Last week, President Barack Obama said that under his fiscal cliff deal “more than 98% of Americans and 97% of small businesses will not see their income taxes go up.”
But according to new figures from the nonpartisan Tax Policy Center, that’s not so—by a long shot.
In fact, the income taxes of 70% of Americans will rise. Middle-class workers making between $30,000 and $200,000 will pay up to $1,784 more, a larger percentage increase than for those earning between $200,000 and $500,000.
Tax Policy Center co-director William G. Gale explains:
Under the agreement, taxes will go up in 2013
relative to 2012 - not only on high-income households, as widely discussed, but
also on every working man and woman in the country, via the end of the payroll
tax cut. For most households, the payroll tax takes a far bigger bite than the
income tax does.
Throughout the 2008 and 2012 presidential campaigns, Mr. Obama promised to cut taxes for middle class voters. But the Tax Policy Center says the average American’s tax bill, regardless of income, will climb $1,257.
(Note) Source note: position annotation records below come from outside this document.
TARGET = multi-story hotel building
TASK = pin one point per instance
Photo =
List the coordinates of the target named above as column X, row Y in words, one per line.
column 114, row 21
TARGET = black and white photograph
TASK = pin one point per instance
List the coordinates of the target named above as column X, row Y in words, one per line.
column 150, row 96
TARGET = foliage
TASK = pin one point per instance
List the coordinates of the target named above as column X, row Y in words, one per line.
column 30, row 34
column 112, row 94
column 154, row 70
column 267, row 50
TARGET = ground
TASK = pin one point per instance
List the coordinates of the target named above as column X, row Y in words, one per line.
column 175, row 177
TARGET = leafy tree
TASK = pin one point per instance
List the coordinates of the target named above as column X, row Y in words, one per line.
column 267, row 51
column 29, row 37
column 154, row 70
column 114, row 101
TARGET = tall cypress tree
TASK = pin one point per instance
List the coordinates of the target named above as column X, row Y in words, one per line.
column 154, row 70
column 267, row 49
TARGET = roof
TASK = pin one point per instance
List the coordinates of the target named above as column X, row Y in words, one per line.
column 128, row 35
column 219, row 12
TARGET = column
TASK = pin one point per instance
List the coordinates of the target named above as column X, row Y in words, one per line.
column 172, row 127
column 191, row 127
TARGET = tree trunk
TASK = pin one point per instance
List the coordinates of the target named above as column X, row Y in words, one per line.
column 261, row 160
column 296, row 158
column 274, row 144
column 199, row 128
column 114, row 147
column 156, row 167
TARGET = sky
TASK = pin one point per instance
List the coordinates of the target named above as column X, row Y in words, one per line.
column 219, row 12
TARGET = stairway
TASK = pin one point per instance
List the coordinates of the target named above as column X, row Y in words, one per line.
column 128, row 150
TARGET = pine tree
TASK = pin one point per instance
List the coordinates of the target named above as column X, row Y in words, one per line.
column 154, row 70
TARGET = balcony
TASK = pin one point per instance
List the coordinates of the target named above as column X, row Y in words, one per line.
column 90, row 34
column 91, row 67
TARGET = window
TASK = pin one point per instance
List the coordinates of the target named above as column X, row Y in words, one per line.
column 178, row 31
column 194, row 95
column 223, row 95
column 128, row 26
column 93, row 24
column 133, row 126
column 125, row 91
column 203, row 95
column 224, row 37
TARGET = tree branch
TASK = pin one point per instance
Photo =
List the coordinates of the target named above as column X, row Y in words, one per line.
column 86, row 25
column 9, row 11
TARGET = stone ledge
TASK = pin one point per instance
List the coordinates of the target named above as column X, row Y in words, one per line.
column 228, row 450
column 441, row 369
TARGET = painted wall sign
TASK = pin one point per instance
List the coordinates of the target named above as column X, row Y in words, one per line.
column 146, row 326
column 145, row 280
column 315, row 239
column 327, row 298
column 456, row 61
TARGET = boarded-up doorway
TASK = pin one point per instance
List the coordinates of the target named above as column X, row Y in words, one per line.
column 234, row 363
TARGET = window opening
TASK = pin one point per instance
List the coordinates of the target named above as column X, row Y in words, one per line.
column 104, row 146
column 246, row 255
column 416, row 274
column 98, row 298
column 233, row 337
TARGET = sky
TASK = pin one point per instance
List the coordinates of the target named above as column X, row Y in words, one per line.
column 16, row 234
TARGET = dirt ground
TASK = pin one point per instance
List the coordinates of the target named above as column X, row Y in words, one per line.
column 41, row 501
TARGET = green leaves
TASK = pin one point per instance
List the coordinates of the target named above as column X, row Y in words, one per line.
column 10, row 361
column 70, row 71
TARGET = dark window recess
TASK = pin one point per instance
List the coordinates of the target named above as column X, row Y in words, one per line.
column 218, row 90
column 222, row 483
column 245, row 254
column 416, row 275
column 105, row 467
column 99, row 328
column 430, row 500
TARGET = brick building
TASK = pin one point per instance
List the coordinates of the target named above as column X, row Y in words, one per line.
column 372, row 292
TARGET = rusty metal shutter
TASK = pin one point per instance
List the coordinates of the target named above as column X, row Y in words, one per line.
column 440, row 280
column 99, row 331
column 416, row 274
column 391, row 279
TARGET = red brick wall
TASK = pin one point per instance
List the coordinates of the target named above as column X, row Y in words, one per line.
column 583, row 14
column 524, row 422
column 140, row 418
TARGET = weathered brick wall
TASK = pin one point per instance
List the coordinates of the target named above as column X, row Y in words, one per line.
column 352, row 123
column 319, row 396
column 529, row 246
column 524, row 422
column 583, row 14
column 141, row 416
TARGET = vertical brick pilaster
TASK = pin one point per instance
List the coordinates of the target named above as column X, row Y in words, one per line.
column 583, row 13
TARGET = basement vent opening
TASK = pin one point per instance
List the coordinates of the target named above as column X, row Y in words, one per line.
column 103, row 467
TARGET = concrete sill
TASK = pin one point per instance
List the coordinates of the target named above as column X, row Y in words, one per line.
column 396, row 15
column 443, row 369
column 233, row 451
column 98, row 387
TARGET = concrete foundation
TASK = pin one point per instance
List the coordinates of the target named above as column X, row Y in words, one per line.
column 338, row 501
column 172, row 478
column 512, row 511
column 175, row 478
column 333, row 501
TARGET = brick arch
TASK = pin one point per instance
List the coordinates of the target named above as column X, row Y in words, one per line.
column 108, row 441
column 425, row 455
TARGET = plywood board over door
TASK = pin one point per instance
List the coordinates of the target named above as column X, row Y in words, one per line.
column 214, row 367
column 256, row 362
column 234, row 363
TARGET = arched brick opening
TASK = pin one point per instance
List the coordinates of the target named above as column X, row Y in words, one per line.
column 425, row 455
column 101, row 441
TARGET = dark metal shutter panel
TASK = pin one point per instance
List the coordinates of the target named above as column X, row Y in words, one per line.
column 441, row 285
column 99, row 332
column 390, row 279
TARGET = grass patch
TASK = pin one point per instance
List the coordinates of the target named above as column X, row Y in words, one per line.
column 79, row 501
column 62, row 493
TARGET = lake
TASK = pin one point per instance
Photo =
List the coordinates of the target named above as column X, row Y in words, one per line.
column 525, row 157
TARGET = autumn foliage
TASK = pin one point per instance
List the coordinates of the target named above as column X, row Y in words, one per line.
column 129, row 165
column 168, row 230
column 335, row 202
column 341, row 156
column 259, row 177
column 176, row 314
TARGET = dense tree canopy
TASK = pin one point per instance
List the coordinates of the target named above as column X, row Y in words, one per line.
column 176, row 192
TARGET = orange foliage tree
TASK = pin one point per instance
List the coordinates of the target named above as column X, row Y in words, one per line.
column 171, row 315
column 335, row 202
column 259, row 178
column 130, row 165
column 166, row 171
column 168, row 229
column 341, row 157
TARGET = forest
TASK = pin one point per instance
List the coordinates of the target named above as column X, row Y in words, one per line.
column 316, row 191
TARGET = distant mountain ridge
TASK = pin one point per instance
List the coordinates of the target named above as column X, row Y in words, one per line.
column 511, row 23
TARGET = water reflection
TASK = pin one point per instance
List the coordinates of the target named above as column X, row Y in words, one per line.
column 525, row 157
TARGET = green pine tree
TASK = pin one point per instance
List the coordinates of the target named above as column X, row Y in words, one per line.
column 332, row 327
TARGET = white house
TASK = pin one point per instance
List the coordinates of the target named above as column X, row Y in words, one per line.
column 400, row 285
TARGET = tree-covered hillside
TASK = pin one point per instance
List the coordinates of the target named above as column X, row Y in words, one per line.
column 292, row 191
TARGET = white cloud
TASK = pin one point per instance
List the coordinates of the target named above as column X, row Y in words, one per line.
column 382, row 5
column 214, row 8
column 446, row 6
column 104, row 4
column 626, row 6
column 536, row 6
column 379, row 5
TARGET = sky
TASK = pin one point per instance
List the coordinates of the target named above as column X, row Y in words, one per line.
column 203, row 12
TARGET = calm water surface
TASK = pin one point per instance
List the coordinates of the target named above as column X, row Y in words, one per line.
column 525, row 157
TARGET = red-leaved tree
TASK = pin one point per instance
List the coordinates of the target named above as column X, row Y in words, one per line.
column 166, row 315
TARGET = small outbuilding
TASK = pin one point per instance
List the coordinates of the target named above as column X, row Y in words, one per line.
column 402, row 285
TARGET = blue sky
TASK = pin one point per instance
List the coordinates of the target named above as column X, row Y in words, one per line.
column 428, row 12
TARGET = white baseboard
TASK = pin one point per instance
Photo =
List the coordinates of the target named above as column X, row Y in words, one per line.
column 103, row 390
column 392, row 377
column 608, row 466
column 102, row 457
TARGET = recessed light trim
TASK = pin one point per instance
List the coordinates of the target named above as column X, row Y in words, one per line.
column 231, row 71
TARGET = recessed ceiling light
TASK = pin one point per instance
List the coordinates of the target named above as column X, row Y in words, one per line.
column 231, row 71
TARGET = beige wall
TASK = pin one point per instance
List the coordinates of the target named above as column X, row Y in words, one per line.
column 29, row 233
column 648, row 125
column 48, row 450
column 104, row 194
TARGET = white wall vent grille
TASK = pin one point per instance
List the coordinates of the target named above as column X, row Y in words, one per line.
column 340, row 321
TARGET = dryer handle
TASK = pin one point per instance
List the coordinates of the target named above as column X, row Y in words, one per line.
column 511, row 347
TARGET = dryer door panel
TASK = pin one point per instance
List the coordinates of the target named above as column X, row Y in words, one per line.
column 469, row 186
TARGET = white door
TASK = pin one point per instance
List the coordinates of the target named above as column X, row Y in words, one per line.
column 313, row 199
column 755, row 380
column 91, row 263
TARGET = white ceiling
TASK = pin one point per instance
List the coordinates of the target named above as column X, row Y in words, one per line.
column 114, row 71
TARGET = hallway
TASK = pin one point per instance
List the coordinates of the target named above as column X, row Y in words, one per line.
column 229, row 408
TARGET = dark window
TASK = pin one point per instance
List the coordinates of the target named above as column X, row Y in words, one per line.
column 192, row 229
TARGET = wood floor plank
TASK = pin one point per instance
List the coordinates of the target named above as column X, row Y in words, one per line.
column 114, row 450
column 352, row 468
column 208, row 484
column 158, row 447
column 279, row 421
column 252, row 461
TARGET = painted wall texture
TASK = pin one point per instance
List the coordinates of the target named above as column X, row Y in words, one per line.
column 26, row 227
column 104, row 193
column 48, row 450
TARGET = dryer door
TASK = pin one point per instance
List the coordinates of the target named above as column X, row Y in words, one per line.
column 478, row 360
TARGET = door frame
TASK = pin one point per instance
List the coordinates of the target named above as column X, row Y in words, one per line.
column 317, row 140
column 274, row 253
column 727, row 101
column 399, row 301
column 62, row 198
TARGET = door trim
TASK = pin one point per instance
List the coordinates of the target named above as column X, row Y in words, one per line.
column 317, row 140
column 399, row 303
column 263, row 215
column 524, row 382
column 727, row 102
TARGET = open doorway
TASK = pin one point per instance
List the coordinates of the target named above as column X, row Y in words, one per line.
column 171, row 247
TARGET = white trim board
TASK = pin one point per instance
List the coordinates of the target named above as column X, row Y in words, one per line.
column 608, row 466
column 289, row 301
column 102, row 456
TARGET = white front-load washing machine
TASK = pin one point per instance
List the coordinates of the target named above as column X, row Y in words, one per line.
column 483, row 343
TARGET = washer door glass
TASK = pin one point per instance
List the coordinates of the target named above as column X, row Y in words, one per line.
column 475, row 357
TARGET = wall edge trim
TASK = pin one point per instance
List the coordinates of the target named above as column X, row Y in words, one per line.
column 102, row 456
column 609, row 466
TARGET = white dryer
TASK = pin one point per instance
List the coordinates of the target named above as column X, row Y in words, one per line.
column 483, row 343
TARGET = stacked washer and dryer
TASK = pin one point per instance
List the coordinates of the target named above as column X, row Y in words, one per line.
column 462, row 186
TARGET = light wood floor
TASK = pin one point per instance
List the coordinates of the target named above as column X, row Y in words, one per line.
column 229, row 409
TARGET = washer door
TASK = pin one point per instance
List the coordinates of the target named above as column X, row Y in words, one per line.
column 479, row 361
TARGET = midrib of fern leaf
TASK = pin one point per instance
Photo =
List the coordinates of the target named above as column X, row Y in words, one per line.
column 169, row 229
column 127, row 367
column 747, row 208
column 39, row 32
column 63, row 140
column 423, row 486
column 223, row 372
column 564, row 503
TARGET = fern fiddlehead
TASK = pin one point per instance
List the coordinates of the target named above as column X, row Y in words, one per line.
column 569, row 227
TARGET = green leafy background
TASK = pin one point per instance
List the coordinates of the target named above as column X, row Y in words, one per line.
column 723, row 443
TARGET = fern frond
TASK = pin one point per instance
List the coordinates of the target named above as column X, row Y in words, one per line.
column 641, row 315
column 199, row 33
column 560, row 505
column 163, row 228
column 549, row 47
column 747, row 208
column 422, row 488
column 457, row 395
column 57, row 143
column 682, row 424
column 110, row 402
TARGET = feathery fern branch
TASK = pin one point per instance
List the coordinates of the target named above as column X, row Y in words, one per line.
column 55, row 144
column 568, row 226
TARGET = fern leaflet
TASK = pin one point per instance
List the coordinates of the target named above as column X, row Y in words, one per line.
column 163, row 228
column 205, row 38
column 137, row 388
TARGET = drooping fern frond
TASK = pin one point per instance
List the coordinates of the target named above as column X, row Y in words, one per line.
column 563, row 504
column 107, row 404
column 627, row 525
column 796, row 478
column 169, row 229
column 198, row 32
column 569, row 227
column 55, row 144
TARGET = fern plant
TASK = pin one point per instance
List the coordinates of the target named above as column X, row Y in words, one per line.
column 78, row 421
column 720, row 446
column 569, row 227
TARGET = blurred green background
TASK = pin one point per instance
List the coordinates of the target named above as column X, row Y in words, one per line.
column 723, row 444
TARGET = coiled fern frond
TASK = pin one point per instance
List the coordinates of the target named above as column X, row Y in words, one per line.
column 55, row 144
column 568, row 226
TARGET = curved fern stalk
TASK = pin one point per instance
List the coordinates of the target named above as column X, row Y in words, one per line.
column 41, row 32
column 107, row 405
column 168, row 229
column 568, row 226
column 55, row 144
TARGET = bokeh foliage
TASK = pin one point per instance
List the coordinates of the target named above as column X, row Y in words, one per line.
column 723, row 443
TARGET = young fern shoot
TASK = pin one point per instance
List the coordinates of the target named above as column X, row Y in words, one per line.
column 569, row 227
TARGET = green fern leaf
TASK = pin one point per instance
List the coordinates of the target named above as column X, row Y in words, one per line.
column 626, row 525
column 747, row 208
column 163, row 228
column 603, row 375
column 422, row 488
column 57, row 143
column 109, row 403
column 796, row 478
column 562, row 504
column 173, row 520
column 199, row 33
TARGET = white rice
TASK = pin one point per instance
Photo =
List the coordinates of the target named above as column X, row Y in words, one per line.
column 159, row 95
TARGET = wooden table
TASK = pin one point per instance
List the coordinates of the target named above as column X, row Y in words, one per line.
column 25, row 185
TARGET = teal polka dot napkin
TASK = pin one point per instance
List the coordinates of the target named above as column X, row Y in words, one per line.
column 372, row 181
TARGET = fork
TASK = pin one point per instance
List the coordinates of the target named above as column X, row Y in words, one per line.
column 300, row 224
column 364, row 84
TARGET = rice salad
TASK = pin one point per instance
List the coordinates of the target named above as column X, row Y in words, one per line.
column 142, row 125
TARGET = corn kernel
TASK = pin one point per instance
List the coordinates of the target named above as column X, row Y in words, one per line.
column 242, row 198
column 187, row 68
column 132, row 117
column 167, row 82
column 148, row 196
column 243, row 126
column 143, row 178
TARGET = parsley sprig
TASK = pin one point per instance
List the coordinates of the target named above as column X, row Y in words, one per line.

The President says he has more tax hikes in store beyond the fiscal cliff bill’s rate raises. Just prior to the passage of the fiscal cliff bill, Mr. Obama promised he would raise taxes on upper income earners again at a later date: “The deal we are about to strike will raise taxes on the rich. But, the fiscal imbalances we face remain unsatisfactorily large. So, I will ask for more tax increases on the rich later.”
According to Rep. Tom Price (R-GA), Obama’s fiscal cliff rate hike on the rich will cover just eight days of federal spending.